Another type of vascular malformation results from developmental anomalies of the lymphatic system. Three-fourths of these lymphatic malformations (LMs) are visible at birth, and the remainder present by two years of age.11 Macrocystic LMs typically occur on the neck or axilla as ill-defined subcutaneous masses that can expand over time. Large LMs can result in pain and tenderness along with structural and functional impairment. On the other hand, microcystic LMs tend to present as groups of thin-walled vesicles or hyperkeratotic papules localized to one area on the limbs, upper arms, or chest. These microcystic LMs are associated with clear fluid discharge and can cause thickening or swelling of the surrounding skin and subcutaneous tissue when deeper structures are involved.7
The diagnosis of vascular malformations is based on clinical appearance, but radiographic studies are required for confirmation. Ultrasound and Doppler can be useful in examining flow characteristics and distinguishing between no-flow LMs and slow-to-high-flow CMs, VMs, or AVMs. However, the gold standard is MRI, which can define the extent of the lesion and assess involvement of underlying structures. In addition, AVMs require angiography studies to help guide intra-arterial embolization.12
Management varies slightly between the types of malformations. CMs are best treated with flashlamp-pumped pulsed dye lasers,7 resulting in significant lightening of the lesion in 80 percent of cases.13 It is important to inform patients that complete disappearance of the lesion is rare, and that recurrence of the lesion three to four years after PDL may occur.14 Most physicians recommend PDL therapy early in childhood to diminish any psychological effects of a cosmetically disfiguring lesion.15 For VMs, obtain coagulation profiles prior to intervention.
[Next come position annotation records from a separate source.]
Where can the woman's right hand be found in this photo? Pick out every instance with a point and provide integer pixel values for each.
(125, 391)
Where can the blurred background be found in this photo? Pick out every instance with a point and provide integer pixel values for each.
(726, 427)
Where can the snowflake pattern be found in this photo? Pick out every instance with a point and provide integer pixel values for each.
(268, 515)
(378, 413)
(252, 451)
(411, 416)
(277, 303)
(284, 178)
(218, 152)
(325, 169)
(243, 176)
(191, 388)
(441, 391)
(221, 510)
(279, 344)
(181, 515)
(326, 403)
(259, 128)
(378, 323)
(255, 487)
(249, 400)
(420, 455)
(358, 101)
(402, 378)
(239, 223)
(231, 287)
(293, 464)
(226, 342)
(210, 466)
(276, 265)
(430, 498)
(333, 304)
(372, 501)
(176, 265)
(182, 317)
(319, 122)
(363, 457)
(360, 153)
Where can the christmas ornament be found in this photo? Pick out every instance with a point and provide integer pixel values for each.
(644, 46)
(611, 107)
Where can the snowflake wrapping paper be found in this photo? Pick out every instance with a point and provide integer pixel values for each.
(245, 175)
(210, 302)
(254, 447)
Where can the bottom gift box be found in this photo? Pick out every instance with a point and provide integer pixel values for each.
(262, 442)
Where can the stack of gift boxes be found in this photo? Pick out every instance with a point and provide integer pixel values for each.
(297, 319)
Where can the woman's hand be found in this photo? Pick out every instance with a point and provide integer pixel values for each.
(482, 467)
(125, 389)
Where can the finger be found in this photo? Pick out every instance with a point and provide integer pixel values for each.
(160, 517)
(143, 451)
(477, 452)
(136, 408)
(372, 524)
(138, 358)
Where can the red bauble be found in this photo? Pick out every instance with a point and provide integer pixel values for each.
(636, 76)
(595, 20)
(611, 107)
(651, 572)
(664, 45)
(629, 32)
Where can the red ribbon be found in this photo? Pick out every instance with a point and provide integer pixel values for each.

Moreover, most cases require a combination of sclerotherapy and surgical excision. Smaller lesions can be treated with sclerotherapy or excision alone, while extensive VMs on the trunk and limbs that involve muscles and joints are managed conservatively with compression garments. AVMs associated with extreme pain, ulceration, bleeding, or rapid enlargement are treated with preoperative embolization and surgical resection, while asymptomatic lesions are typically managed with continued observation. Finally, for symptomatic LMs, surgical resection is recommended for smaller, localized, well-defined lesions, while unresectable cases typically require sclerotherapy.
Because different types of vascular lesions can resemble each other clinically in the pediatric population, many physicians find them difficult to clinically diagnose and differentiate. Clinicians should be familiar with the classification of vascular lesions as either tumors or malformations and be able to recognize distinguishing characteristics of these disparate conditions. For more difficult cases, imaging can clinch the diagnosis by enabling visualization of the flow characteristics and extent of involvement of a vascular lesion. Fortunately, a variety of therapeutic options exists to effectively treat most hemangiomas and vascular malformations.